La classe de fêtes en fêtes
© Markus Spiske

En raison de leur mode de vie, les enfants forains sont nomades et ne vont pas à l’école de manière traditionnelle. Sur les routes, ils passent souvent d’écoles en écoles ou se déscolarisent rapidement. Enzo, 20 ans est une jeune de la communauté foraine. Elle nous raconte son rapport à l’école.

En ce moment, Enzo travaille à la foire de Rouen au stand de tir à la carabines qu’elle partage depuis toujours avec ses parents. Fille de foraine, elle baigne dans ce milieu depuis son enfance. Dans une communauté où le métier se transmet de générations en générations, elle affirme avoir «toujours connu» sa destinée de foraine.

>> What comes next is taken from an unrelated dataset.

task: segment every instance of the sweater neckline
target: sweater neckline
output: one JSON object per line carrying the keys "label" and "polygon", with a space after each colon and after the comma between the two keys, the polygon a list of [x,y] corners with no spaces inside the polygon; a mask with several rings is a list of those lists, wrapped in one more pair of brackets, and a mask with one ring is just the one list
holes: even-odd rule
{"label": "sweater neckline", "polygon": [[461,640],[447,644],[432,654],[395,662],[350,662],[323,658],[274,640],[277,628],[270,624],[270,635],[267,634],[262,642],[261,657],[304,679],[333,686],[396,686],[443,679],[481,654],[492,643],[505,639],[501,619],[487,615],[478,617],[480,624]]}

C’était vraiment dur de s’intégrer mais parfois j’avais des amis forains du même âge et on demandait à la maîtresse de nous mettre ensemble, c’était un soulagement.

Enzo, foraine

Avec ses parents elle se déplace tous les mois dans les foires. Elle détient également un manège “en dur» sur la foire de Caen où elle reste dorénavant six mois par an.  

Enfant, les déplacements étaient encore plus fréquents, toutes les une ou deux semaines. Enzo allait d’écoles en écoles et se souvient d’une intégration difficile. «C’était vraiment dur de s’intégrer mais parfois j’avais des amis forains du même âge et on demandait à la maîtresse de nous mettre ensemble, c’était un soulagement», explique t-elle. Une intégration difficile d’autant plus que par leur mode de vie, les enfants forains ont souvent «un peu de retard scolaire par rapport aux autres», note Enzo. Elle se décrit comme une enfant timide, avec une peur de l’inconnu : «j’ai toujours été le petit bébé de la famille», ajoute-t-elle.

 © Reece W 

Cette peur de l’inconnu agit comme un déclencheur quand elle décide, avec ses parents de se déscolariser en CM2. Le collège, elle ne le fréquentera pas. Elle décide de s’inscrire au CNED jusqu’à ses 16 ans.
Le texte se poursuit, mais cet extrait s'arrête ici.